17. IP & ICMP Deep Dive
IPv4 wire format, fragmentation arithmetic, ICMP error payloads, ping, traceroute, PMTUD, PLPMTUD, and ICMPv6.
1. Overview
IPv4 is the best-effort packet layer: it names endpoints, chooses a next hop, decrements TTL, and either forwards, fragments, or drops each datagram. ICMP is the control channel beside it, carrying errors such as TTL expiry, unreachable ports, and fragmentation-needed feedback.
The protocol field tells the receiver what payload parser comes next: ICMP is 1, TCP is 6, UDP is 17, OSPF is 89, and SCTP is 132. The header checksum covers only the IPv4 header, so every router must update it after TTL changes.
2. 17.1 - IPv4 Header Fields
The normal IPv4 header is 20 bytes because IHL is 5 32-bit words. Options can extend it to 60 bytes, but options are slow-path material in many routers. DSCP replaces the older ToS interpretation and maps packets to queueing behaviors such as EF, AF, BE, and CS classes. ECN uses the low two bits of the same byte so routers can mark congestion without dropping packets.
Fragmentation is controlled by three flag bits. DF tells routers to return an ICMP fragmentation-needed error instead of splitting the packet; MF tells the destination that more fragments are expected.
| Field | Operational meaning |
|---|---|
| IHL | Header length in 32-bit words; 5 means 20 bytes without options. |
| DSCP / ECN | Queueing policy plus congestion notification bits used by modern congestion control. |
| Identification | Shared by all fragments from one original datagram. |
| TTL | Loop limiter. Each hop decrements it; zero produces ICMP Time Exceeded. |
| Header checksum | IPv4 header only, recalculated at each hop after TTL changes. |
3. 17.2 - IP Fragmentation
IPv4 fragmentation splits one datagram when the next link MTU is smaller than the packet and DF is clear. Every fragment gets its own IPv4 header, the same Identification value, and an offset measured in 8-byte units. For a 4000-byte datagram over a 1500-byte MTU, the 3980-byte payload becomes two full 1480-byte fragments and one 1020-byte tail.
Reassembly happens only at the destination. The receiver groups fragments by source IP, destination IP, Identification, and protocol, then sorts by offset and waits until every byte range is present and an MF=0 tail fragment has arrived.
Fragmentation is fragile: losing one fragment loses the whole datagram, later fragments lack TCP or UDP ports, and overlapping fragments have a long security history. Modern stacks normally avoid it with DF and PMTUD.
Minimal C Demo - IP Fragmentation Animator
4. 17.3 - ICMP Types and Codes
ICMP error packets quote the original IPv4 header plus the first 8 bytes of the offending payload.
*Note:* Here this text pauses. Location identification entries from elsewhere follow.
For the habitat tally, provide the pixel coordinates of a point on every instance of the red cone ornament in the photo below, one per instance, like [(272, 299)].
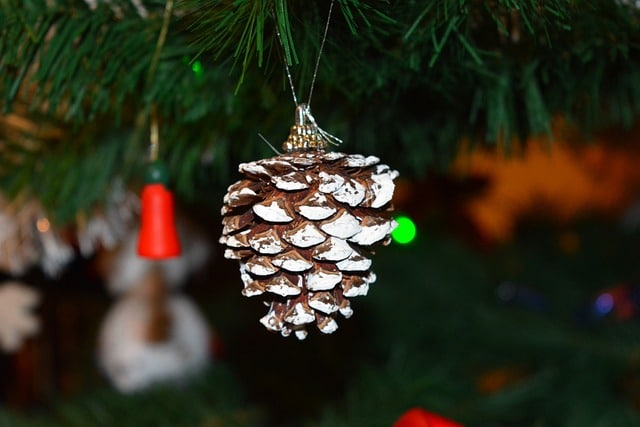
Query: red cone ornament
[(418, 417), (158, 238)]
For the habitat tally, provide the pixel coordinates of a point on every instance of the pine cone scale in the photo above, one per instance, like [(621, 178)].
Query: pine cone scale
[(301, 225)]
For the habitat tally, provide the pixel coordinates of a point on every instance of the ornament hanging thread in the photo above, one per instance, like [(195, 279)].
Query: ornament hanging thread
[(302, 224)]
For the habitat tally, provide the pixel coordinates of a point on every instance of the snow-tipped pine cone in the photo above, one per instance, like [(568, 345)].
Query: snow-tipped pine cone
[(300, 225)]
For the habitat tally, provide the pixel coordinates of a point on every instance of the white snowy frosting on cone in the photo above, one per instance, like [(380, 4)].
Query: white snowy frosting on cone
[(302, 239)]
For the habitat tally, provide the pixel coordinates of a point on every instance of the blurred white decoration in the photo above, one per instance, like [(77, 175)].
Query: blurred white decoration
[(17, 321), (152, 333), (55, 253), (27, 238), (108, 227), (132, 362)]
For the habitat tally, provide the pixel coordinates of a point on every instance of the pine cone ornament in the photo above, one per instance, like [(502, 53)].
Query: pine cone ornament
[(301, 225)]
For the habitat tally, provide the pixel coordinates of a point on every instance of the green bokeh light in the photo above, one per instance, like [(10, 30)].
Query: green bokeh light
[(197, 68), (405, 232)]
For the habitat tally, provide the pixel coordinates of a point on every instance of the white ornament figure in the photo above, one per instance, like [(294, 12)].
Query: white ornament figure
[(28, 238), (153, 334), (148, 338), (17, 321)]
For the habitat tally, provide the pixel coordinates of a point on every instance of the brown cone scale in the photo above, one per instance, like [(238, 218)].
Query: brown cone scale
[(301, 225)]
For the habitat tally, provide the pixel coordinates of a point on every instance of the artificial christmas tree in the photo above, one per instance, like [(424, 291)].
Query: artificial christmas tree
[(408, 82)]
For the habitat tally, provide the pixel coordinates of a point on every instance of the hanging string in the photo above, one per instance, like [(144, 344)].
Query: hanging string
[(324, 38), (315, 71), (162, 37), (154, 133), (286, 66), (154, 136)]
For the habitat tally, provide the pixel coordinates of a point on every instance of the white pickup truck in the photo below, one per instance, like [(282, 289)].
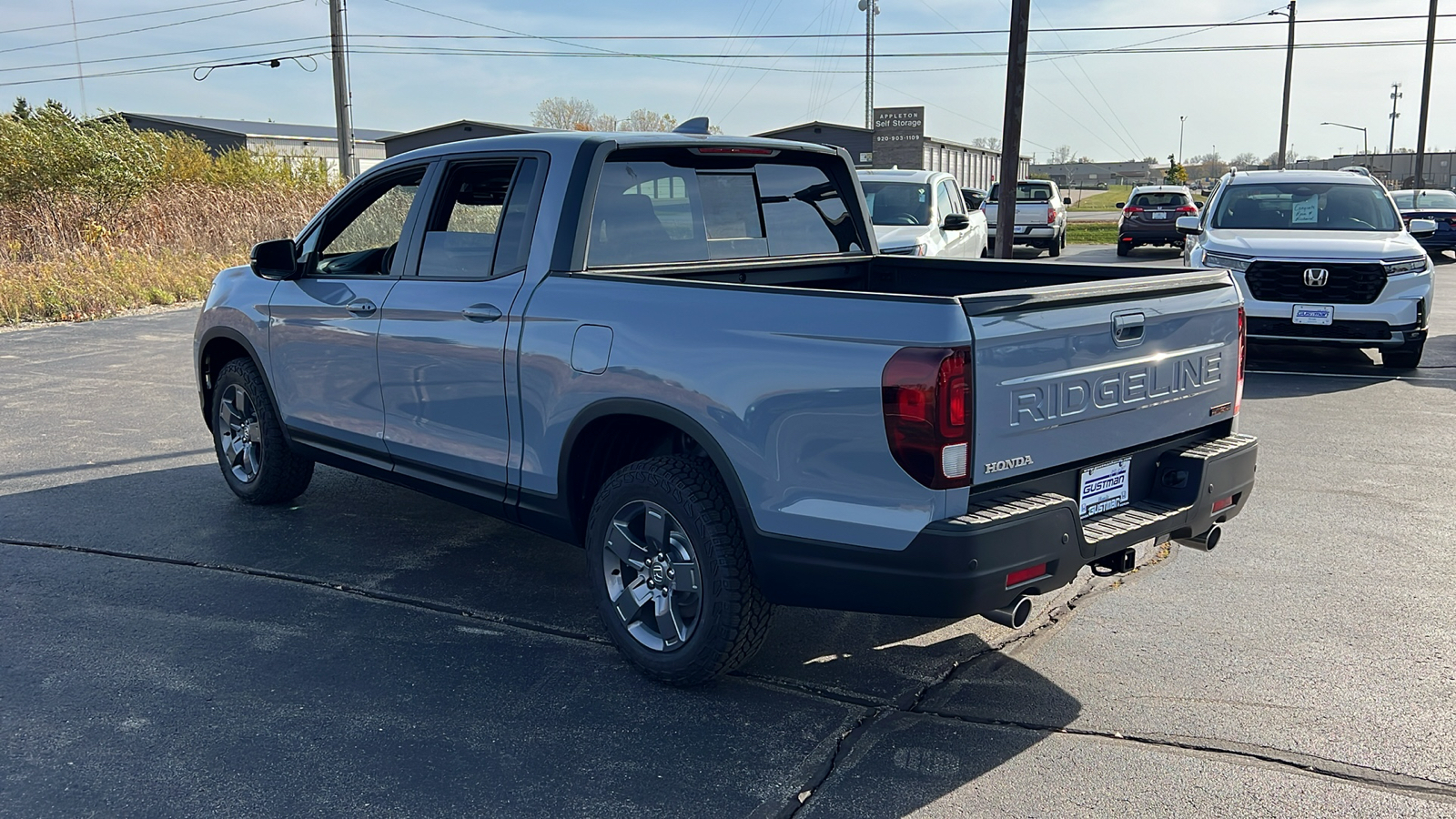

For TCP and UDP this is enough to include source and destination ports, so the sender can map the error back to a socket or flow.
| Type | Code | Name | Use |
|---|---|---|---|
| 0 | 0 | Echo Reply | Reply to ping. |
| 3 | 0-15 | Destination Unreachable | Network, host, protocol, port, fragmentation-needed, or admin-prohibited failures. |
| 4 | 0 | Source Quench | Deprecated congestion signal. |
| 5 | 0-3 | Redirect | Router tells a host a better next hop on the local link. |
| 8 | 0 | Echo Request | Ping request. |
| 11 | 0-1 | Time Exceeded | TTL expired in transit or fragment reassembly timeout. |
| 12 | 0-2 | Parameter Problem | Bad IP header field. |
Routers and hosts rate-limit ICMP because error generation can amplify traffic. Linux exposes knobs such as net.ipv4.icmp_ratelimit. ICMP redirect, smurf amplification, and historical ping-of-death bugs are examples of why operators filter specific ICMP messages, but blanket filtering breaks PMTUD.
5. 17.4 - ping Internals
ping sends ICMP Echo Request, type 8 code 0, and expects Echo Reply, type 0 code 0. The identifier is often derived from the process ID so multiple ping processes can share the same host, and the sequence number detects loss or reordering.
RTT measurement is simple: put a timestamp in the request payload, receive the same bytes in the reply, then subtract. Classic ping used raw sockets; modern Linux can also allow unprivileged ICMP datagram sockets through net.ipv4.ping_group_range.
Minimal C Demo - ping Step-by-Step
6. 17.5 - traceroute Internals
Traceroute deliberately sends probes with TTL 1, 2, 3, and upward. Each router that decrements TTL to zero drops the probe and returns ICMP Time Exceeded, so the sender learns the address and latency of that hop.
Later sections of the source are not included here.